In de Ardennen stikt het de moord van de rommelmarkten.
Indien u een lezer bent met een Nederlandse achtergrond: bij het woord “rommelmarkt” denkt u mogelijk aan al die oude meuk die op Koninginnedag voor een habbekrats te koop wordt aangeboden, variërend van een hoofdloze barbiepop, tot de sprei van tante Annie die net overleden is.
Als Vlaamse lezer denkt u wellicht aan de Europahallen in Westmalle, waar de hamburger- en frietlucht zo dik is, dat een zuurtstof apparaat nodig is om het einde te halen. En aan het einde concludeert u dat het gros van de handelaren veel te veel vraagt voor de spullen.

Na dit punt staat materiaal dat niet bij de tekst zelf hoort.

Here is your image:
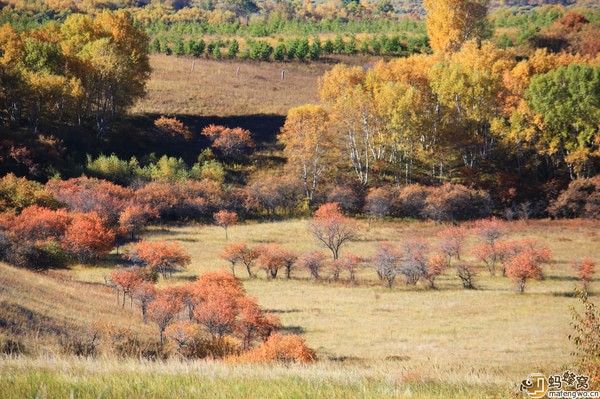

In Wallonië heb je nog echte rommelmarkten. Eigenlijk is het woord rommelmarkt verkeerd, men noemt het hier Brocante.Op de brocante wordt over het algemeen kwaliteit geboden. Geen kapotte ouwe troep, maar leuke hebbedingen en voor een leuke prijs. Ik ben er helemaal kwijt van en bezoek er graag zoveel mogelijk. Zeker in het hoogseizoen: dan struikel je zo van de ene naar de andere brocante. Lekker snuffelen en op zoek naar niets. Als je dan toch wat vindt is het mooi meegenomen.
Onze kinderen zijn er ook gek op. Ze zijn altijd op zoek naar mooie dingen, ofwel tweedehands speelgoed wat er als nieuw uitziet.
Ben is een meesteronderhandelaar. Of het nu zijn onschuldige gezicht is of zijn keiharde onderhandelen, ik weet het niet. Geef dat ventje een euro mee en hij komt met heel veel terug. Een tweehands autootje kost hier een euro. Hij komt er altijd met minimaal vijf terug. Een behoorlijke winst, zou ik denken.
Een tijd terug waren we in Montleban, een ver weggestopt gehucht, maar wel een grote brocante. Ben had een houten indianendorp zien staan, zo een waar ik vroeger zelf nog mee gespeeld heb. En Ben wilde die heel graag hebben. Maar de meneer had er een prijskaartje bijgezet waar “15 euro” op stond. En Ben had slechts 5 euro uit zijn spaarpot gehaald. En Ben had onderweg al een aantal auto’s gekocht, waardoor hij nog maar 3 euro over had.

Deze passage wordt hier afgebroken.